Although a previous study detected four RIGs in ASD [36], none of them harbored biallelically or X-linked inherited variants in the ASC cohort or in this study. Yu et al. [37] detected six RIGs, one of which (PAH) was found to harbor different biallelically inherited variants in the ASC cohort (Table S3). Similarly, Doan et al. [39] reported 41 RIGs in 2343 probands, and identified only three genes with variants in more than one proband. In the present study, we identified 21 RIGs from 1799 quads and found four X-linked genes harboring inherited variants in multiple probands. Most RIGs harbored biallelically or X-linked inherited variants in only one proband, in both the SSC and ASC cohorts, with few RIGs overlapping between cohorts; this highlighted the high genetic heterogeneity of ASD-associated RIGs and the need for larger sample sizes in future studies. However, we cannot fully exclude the influence of technical differences between different studies.

This study highlights the genetic similarities and differences between ASD-associated RIGs and DNGs from different perspectives. First, although both DNGs and RIGs displayed genetic heterogeneity, RIGs were less likely to harbor multiple biallelically or X-linked inherited variants than DNGs were to carry multiple DNVs, suggesting a higher genetic heterogeneity in RIGs.
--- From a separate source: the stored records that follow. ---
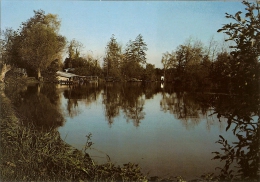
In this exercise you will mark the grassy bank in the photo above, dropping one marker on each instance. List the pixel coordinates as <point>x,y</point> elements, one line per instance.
<point>28,154</point>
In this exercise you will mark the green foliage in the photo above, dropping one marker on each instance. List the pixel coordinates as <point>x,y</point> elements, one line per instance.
<point>113,59</point>
<point>28,154</point>
<point>36,44</point>
<point>245,35</point>
<point>134,58</point>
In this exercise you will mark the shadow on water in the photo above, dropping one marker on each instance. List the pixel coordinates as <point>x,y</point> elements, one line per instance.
<point>39,105</point>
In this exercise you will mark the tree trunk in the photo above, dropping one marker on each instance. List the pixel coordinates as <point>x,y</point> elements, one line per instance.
<point>39,73</point>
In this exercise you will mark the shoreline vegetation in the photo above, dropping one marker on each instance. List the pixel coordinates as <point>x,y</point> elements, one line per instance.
<point>29,154</point>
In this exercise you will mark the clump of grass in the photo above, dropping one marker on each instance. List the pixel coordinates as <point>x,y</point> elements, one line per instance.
<point>28,154</point>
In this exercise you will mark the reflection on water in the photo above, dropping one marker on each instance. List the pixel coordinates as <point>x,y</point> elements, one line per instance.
<point>166,131</point>
<point>37,105</point>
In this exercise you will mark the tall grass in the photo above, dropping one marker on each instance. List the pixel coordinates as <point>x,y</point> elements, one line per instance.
<point>28,154</point>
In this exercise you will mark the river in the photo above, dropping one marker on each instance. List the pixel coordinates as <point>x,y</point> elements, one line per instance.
<point>168,132</point>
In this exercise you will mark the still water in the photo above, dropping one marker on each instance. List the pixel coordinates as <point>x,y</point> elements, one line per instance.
<point>167,132</point>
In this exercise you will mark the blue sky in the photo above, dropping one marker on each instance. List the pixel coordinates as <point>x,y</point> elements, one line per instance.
<point>163,24</point>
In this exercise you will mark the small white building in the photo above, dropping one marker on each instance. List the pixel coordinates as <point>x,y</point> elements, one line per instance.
<point>63,76</point>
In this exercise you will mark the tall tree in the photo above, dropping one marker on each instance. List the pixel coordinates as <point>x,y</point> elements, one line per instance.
<point>112,59</point>
<point>134,57</point>
<point>168,61</point>
<point>40,43</point>
<point>245,36</point>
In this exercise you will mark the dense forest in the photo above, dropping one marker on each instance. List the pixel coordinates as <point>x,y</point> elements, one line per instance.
<point>38,47</point>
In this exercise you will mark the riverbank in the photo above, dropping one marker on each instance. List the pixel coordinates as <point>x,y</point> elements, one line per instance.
<point>28,154</point>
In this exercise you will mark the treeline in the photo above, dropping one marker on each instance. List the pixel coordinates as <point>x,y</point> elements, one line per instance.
<point>38,47</point>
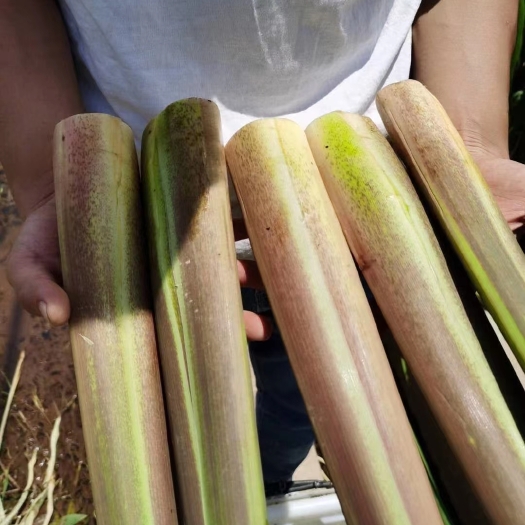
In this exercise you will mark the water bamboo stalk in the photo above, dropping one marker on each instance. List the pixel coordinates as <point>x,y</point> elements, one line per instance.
<point>393,243</point>
<point>328,328</point>
<point>111,327</point>
<point>447,175</point>
<point>199,321</point>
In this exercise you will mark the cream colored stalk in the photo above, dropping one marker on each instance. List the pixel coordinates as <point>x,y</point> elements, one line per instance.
<point>328,328</point>
<point>451,181</point>
<point>111,328</point>
<point>199,321</point>
<point>393,243</point>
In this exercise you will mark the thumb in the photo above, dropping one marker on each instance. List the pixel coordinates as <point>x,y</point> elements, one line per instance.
<point>36,288</point>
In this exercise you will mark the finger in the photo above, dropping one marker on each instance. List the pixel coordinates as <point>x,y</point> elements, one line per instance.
<point>258,328</point>
<point>249,275</point>
<point>37,290</point>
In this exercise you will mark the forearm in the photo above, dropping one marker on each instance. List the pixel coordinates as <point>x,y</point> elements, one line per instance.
<point>462,53</point>
<point>38,88</point>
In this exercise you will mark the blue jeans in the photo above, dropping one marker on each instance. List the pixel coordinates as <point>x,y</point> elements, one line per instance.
<point>284,429</point>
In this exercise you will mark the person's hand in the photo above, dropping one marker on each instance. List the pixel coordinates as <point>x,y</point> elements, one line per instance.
<point>33,266</point>
<point>34,272</point>
<point>506,179</point>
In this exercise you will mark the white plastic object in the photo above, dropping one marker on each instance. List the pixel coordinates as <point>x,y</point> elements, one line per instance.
<point>311,507</point>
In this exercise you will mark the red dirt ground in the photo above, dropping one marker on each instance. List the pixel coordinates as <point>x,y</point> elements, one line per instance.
<point>47,387</point>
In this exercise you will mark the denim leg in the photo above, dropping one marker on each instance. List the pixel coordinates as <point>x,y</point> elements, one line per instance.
<point>284,429</point>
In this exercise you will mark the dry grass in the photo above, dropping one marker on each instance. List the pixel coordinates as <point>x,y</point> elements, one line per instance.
<point>34,503</point>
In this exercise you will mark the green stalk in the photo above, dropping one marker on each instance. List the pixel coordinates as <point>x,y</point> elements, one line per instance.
<point>199,321</point>
<point>111,326</point>
<point>458,194</point>
<point>393,243</point>
<point>328,328</point>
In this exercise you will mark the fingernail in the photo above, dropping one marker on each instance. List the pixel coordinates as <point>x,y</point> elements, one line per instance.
<point>43,310</point>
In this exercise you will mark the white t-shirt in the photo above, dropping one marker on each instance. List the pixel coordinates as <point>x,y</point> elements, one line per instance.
<point>298,59</point>
<point>254,58</point>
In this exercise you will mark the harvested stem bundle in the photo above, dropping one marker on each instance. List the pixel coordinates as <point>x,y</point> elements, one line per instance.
<point>328,328</point>
<point>199,319</point>
<point>111,327</point>
<point>455,188</point>
<point>393,243</point>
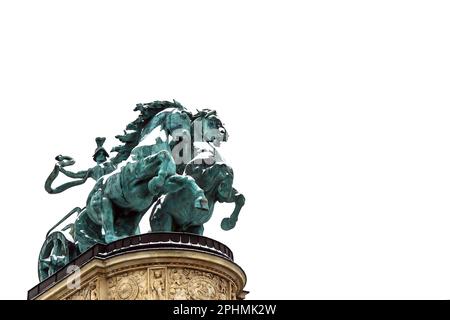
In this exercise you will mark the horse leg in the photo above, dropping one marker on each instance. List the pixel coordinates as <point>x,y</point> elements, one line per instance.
<point>166,169</point>
<point>161,222</point>
<point>196,230</point>
<point>107,216</point>
<point>239,200</point>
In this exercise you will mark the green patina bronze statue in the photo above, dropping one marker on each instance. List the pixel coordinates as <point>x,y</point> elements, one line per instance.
<point>168,164</point>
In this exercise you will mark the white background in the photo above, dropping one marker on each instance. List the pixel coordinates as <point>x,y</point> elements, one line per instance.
<point>338,114</point>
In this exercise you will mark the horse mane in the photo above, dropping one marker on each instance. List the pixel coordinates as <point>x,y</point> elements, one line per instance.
<point>131,139</point>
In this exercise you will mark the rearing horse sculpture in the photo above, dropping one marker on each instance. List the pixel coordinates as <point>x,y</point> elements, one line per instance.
<point>159,167</point>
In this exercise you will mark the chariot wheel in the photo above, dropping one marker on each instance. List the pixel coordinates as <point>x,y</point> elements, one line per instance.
<point>55,253</point>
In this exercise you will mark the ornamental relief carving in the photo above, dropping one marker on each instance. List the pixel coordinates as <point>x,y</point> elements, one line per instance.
<point>191,284</point>
<point>128,286</point>
<point>88,292</point>
<point>161,283</point>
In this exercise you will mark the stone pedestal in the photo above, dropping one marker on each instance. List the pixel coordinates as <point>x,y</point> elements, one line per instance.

Second, RIGs and DNGs were functionally interconnected, forming a functional network of known pathways involved in ASD [13]. However, some functional clusters showed a preference for DNGs, whereas no functional cluster showed a preference for RIGs, further suggesting higher functional heterogeneity in RIGs. Third, RIGs were significantly co-expressed with DNGs at the mRNA level in the human brain and shared spatiotemporal expression patterns, neocortex laminar expression patterns, and excitatory neuronal expression patterns with DNGs [29, 62]. However, RIGs were less likely to be associated with prenatal brain regions, middle cortical layers, and excitatory neurons, which are associated with ASD and other neuropsychiatric disorders [29, 34, 62,63,64], again suggesting the higher transcriptomic heterogeneity of RIGs. Furthermore, expression patterns of RIGs and DNGs were similar in ASD and ID cases but differed from those in CHD cases, suggesting that these expression patterns might be specific to neurodevelopmental disorders.

Limitations

We acknowledge several limitations in this study. First, because we only observed significant differences in biallelically and X-linked inherited PTVs between probands and siblings rather than Dmis variants, we prioritized candidate genes with PTVs and might have missed promising candidate genes harboring Dmis variants. Second, the 21 candidate genes and biallelically or X-linked inherited variants should be confirmed in additional studies and require functional validation. Third, because the samples were derived from the SSC cohort, we were unable to re-examine patients with biallelically or X-linked inherited variants to further characterize their detailed clinical phenotypes.

Conclusions

In summary, our study showed that biallelically or X-linked inherited variants contribute to ASD but only occur in only a small fraction of ASD cases. Moreover, the analyses of functional clusters and expression patterns suggested that ASD-associated RIGs were functionally correlated with DNGs; however, they presented higher genetic and functional heterogeneity, providing strong evidence for the need for further studies regarding the molecular etiology of ASD.